Mar 212011
 

We receive a substantial number of questions regarding what to install on a client machine to be able to run an application that uses the DYMO SDK. Should it be DYMO Label software,  DYMO Label SDK, or both?

The answer is — only DYMO Label software has to be installed on a client machine to enable/support DYMO SDK functionality. The DYMO Label software installer includes all necessary binaries needed to run an SDK application. It installs printer drivers, installs libraries and services, and registers the COM components. The latest production version of DYMO Label software installer can always be found on http://www.dymo.com/en-US/online-support/dymo-user-guides. Beta versions with extended SDK functionality are available on this blog.

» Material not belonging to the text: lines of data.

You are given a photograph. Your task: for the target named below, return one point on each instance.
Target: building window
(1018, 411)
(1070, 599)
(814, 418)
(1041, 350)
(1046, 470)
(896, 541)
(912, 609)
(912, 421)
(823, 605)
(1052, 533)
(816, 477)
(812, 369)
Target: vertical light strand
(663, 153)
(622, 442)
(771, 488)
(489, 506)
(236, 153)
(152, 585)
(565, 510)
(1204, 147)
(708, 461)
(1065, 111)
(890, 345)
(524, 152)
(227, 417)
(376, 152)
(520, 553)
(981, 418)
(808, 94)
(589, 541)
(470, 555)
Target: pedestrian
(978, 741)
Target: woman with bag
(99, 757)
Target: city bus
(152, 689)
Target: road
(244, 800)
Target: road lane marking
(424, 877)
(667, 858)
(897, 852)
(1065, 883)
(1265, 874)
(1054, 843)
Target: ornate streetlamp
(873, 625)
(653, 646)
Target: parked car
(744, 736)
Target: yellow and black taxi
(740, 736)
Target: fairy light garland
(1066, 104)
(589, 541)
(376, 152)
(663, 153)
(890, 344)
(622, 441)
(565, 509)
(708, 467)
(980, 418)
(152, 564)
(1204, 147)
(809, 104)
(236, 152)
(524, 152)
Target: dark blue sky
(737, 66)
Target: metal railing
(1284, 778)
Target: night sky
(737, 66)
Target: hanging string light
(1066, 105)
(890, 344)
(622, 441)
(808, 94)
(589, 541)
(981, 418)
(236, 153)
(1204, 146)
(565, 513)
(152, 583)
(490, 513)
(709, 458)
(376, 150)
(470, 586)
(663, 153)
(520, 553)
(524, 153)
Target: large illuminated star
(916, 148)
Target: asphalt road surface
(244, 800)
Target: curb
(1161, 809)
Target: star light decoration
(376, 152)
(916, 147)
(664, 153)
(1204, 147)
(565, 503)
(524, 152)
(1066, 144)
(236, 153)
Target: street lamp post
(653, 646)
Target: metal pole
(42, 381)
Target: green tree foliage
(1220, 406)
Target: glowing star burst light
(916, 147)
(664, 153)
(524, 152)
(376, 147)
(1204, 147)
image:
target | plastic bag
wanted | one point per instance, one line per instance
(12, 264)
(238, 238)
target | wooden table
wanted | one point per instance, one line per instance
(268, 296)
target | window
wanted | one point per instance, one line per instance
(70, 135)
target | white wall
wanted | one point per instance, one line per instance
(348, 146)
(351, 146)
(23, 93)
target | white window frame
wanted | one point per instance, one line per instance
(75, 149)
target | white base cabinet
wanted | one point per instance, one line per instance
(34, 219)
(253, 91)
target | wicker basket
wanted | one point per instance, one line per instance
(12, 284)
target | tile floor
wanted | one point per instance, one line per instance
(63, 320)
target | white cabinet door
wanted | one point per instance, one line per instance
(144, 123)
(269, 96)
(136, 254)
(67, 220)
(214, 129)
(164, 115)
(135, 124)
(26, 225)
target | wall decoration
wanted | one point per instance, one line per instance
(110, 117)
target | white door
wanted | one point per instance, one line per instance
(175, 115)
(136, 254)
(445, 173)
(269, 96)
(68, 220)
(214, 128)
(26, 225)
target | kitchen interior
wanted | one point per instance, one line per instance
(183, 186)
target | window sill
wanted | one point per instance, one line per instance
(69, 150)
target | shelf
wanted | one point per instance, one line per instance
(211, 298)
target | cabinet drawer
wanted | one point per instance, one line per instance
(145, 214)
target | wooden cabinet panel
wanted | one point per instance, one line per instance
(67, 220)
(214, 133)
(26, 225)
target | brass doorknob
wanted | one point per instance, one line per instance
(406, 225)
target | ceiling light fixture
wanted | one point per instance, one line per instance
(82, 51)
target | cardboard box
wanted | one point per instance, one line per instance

By contrast, the DYMO Label SDK should be installed on a developer machine only. In fact, it is not required, because the  DYMO Label SDK installer installs documentation and samples only. If you are familiar with the SDK API you might not need it at all. The latest version of the SDK installer is available on http://www.dymo.com/en-US/online-support/online-support-sdk#.

Jul 212010
 

A common question after reviewing the SDK sample applications installed with the SDK installer is “how can I set my own specific data onto the label in a format and layout of my choosing?” To do this you create a label using DLS 8. You can add label objects (Address, Text, Barcode, Image, etc.) onto the label and save it as a ‘template’ for your SDK code to use.

Scenario 1: Adding a TEXT object

First, run DLS 8 and design a label. Go to the Designer tab and edit the label. For this example, add a TEXT object by double-clicking on ‘Text’. You should now have a resizable rectangle on your label (see screen shot below).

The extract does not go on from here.